CROSS BORDER MERGER

Introduction Cross Border Merger

CROSS BORDER MERGER – The trend for merger and acquisition has become a global scenario in the present time due to technological advancement and globalization. It is the most widely used form of cooperating restructuring in the present times Merger and acquisition provides the involved companies greater access to the international market and access to advanced technologies and other instruments.

Merger is the consolidation of two or more corporate entity into a single entity, whereas an acquisition is a process of acquiring a particular targeted entity. Merger and Acquisition can be both domestic and cross-border. When mergers and acquisition take place between the corporate entities registered in the same country it is called domestic merger and acquisition while in Cross border merger and acquisition takes place when an enterprise from one country buys the assets or control of entity in another country. 

Businesses today are not limited by the physical borders of the countries. Cross-border merger and acquisition is also considered as the subset of FDI as it ranges from 50% to 100% depending on the source and sector. 

Example of Cross Border Merger- The Jet-Etihad deal and the Air Asia deal in the aviation sector in India are good examples of how cross border M&A deals.

Thus, to balance this condition, a company could choose M&As growth by acquiring company which has the resources, such as facilities, well established managements, and other resources available for additional competition purpose in the market[1].

Cross Border Merger & Acquisition under Indian Law

The earlier law only permitted inbound merger which means that only foreign company was allowed to merge with Indian company and not vice versa. The Companies Act 2013 proposed to allow both forms of merger under section 234 of the act but was not notified.

The Act provides for the merger of an Indian company into the foreign company. It states that provisions related to merger and amalgamation shall apply mutatis mutandis to merger and amalgamation between companies registered under the companies act and those incorporated within the jurisdictions of the countries as are notified by the central government in consultation with the RBI[2]. The scope of the term foreign company has been increased by including such company or body corporate incorporated outside India whether they have a place of business in India or not[3].

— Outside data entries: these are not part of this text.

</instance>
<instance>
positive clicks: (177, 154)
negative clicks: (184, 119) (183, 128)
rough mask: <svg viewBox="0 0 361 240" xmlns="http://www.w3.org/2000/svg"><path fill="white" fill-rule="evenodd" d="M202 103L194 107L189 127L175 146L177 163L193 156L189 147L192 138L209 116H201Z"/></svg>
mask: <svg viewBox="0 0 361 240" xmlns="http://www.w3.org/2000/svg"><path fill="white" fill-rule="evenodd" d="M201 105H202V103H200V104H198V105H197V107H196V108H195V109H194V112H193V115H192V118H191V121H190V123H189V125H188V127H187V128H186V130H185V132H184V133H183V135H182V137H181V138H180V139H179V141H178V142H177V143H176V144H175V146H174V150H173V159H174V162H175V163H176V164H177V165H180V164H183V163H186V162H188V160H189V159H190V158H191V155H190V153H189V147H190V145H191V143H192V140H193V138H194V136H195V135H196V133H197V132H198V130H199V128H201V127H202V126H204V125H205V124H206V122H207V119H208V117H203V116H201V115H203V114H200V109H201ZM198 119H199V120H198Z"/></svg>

The section 234 of the Act was notified by the Ministry of Corporate Affairs in consultation with the RBI with the corresponding rules vide notification dated 13th April 2017. The rules are titled as the companies (Compromise, Arrangement and Amalgamation) Amendment Rules, 2017 inserting Rule 25A and Annexure B in the companies (Compromise, Arrangement and Amalgamation) Rules, 2016 in relation with the operation of section 234. it provides that both the categories of merger i.e. inbound and outbound shall be subjected to prior approval of RBI and provisions of Companies Act 2013.

Issues Faced During Cross Border Merger

Challenges arising as a result of having an incomplete picture of the target company – Obtaining information on a foreign target is one of the most common and over-looked challenges in cross-border M&A. Lack of reliable information can pose greater risks in rapidly developing economies and can lull acquirers into making false assumptions about the target’s financial situation, business model, organization, decision making style etc[4].

  • Socio-Political Unrest – The socio-political unrest in the countries whose companies are involved in the transaction of M&A causes uncertainty and hinders the transaction. One of the most common reasons for not meeting the expected outcome is the political and social instability[5].
  • Government Interventions – It has been observed that the government of many countries use protectionist approach in order to provide favour to their domestic industry. The system of government and its functioning is different in different country which acts as barriers during M&A.
  • Difference in intellectual property Regime – As per the TRIPs agreement the member states have to comply with the general principles mentioned in it, but as mentioned part II of the agreement member states are free to incorporated measures which may be higher in standard than as are proposed in the agreement and at the same time are in consistence with the TRIPs agreement. This in turn leads to difference in intellectual property regime[6].

Factors which Encourage Cross Border Merger and Acquisitions

Few factors which generally encourage firms for cross border M&A’s include[7]

  • Globalization of financial markets.
  • Market pressures and falling demand due to international competition.
  • Seek new market opportunities since the technology is fast evolving.
  • Geographical diversification which would result in exploring the assets in other countries.
  • Increase companies’ efficiency in producing the goods and services.
  • Fulfilments of the objective to grow profitably.
  • Increase the scale of production.
  • Technology share and innovation which reduces costs.
  • Employment creation.

Conclusion

In India notification of provision related to cross-border merger is in consonance with the concept of ease of doing business but there remain few issues which need to be addressed for efficient transaction. Under the new cross border regime, the path to pursue group restructuring exercises and to make Indian companies more globally relevant and competitive is clearer than before.

The need is to minimise the difficulties in cross-border merger and acquisition particularly related to cultural and regulatory differences between various jurisdictions. The government of India has to come out with various amendments and clarifications by taking into consideration the practical aspect of such transactions.